There is an overwhelming amount of information in regards to your health insurance options, as well as new legislature, laws, and even penalties that not everyone may be aware of. The resources and articles provided here will enable consumers to gain the understanding they need of crucial elements affecting their personal health insurance needs.

You can begin your research now by clicking relevant links and articles below that pertain to questions you may have regarding your health insurance options.

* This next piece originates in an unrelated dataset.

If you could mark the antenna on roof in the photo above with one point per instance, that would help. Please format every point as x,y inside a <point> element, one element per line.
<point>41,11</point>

Understanding the Basics of Medicare

To help ensure that all Americans have access to health care, the federal government offers several programs that provide health insurance coverage. For senior citizens over the age of 65, applying to Medicare offers affordable health care at a lower cost than most private insurance. However, Medicare does not cover all the costs associated with healthcare. To afford those costs, many seniors turn to supplemental health insurance.

Medicare's Components

Created by the federal government in 1965, Medicare has evolved over time. The various components of the program are known as Parts A, B, C, and D. In addition, seniors have many low-cost options for health coverage that supplements Medicare. These options and components are frequently confusing for seniors, so an in-depth explanation of all of Medicare is helpful:

Parts A and B

When Medicare was created, it was primarily designed to cover hospital stays and doctors' visits - two of the biggest medical costs in the mid-1960s. Medicare Part A is insurance that kicks in anytime a senior is admitted to a medical facility and the procedures that are performed during that visit (e.g. a major surgery). This component of Medicare also pays for hospital stays of any length.

Medicare Part B covers treatment that does not involve overnight stays. This includes preventive and medically necessary doctors' visits, simple outpatient procedures, and services like medical rehab. It is important for seniors to understand that both Parts A and B do not cover seniors' medical costs in full. If the cost of care exceeds the amount that Medicare covers, seniors are responsible for ensuring the doctor, hospital or service provider is paid in full.

Part C

As Medicare evolved, seniors were given another option: Medicare Part C plans, which are typically known as Medicare Advantage plans. Medicare Part C plans are "private" plans that are sold by private insurance companies, although seniors receive government subsidies to buy them. In addition to the benefits that seniors receive through Medicare Parts A and B, Medicare Part C plans include additional coverage. For instance, many Medicare Advantage plans include dental and vision coverage, as well as some level of benefits for both brand-name and generic prescription drugs. Seniors can sometimes save money with Medicare Advantage plans because out-of-pocket costs are frequently lower with these plans than with Medicare Parts A and B.

Part D

To help seniors address the high cost of important prescription drugs, the federal government created the Medicare Part D benefit in 2005. Each Part D plan is offered by a private insurance carrier after careful approval by the authorities that oversee Medicare. Each plan supplements the coverage of seniors who enroll in Parts A and B, and each plan differs in the level of coverage and the overall cost. Seniors that need prescription drug coverage can buy Part D coverage regardless of their health or income, and governmental assistance through the Social Security Administration is available to some low-income seniors.

"Medigap" Supplemental Coverage

Medical services or devices not covered by Medicare Parts A, B, C, or D are known as gaps in coverage. Some private insurance carriers offer so-called Medigap plans that provide supplemental coverage to fill these gaps. If a senior decides to buy Medigap coverage, there are many options to choose from. Seniors are frequently advised to make a choice based on the level of coverage they need and the premium price they prefer. Seniors are required by law to pay their premiums for Medigap plans on time; if they do not, the insurance carrier may terminate their coverage.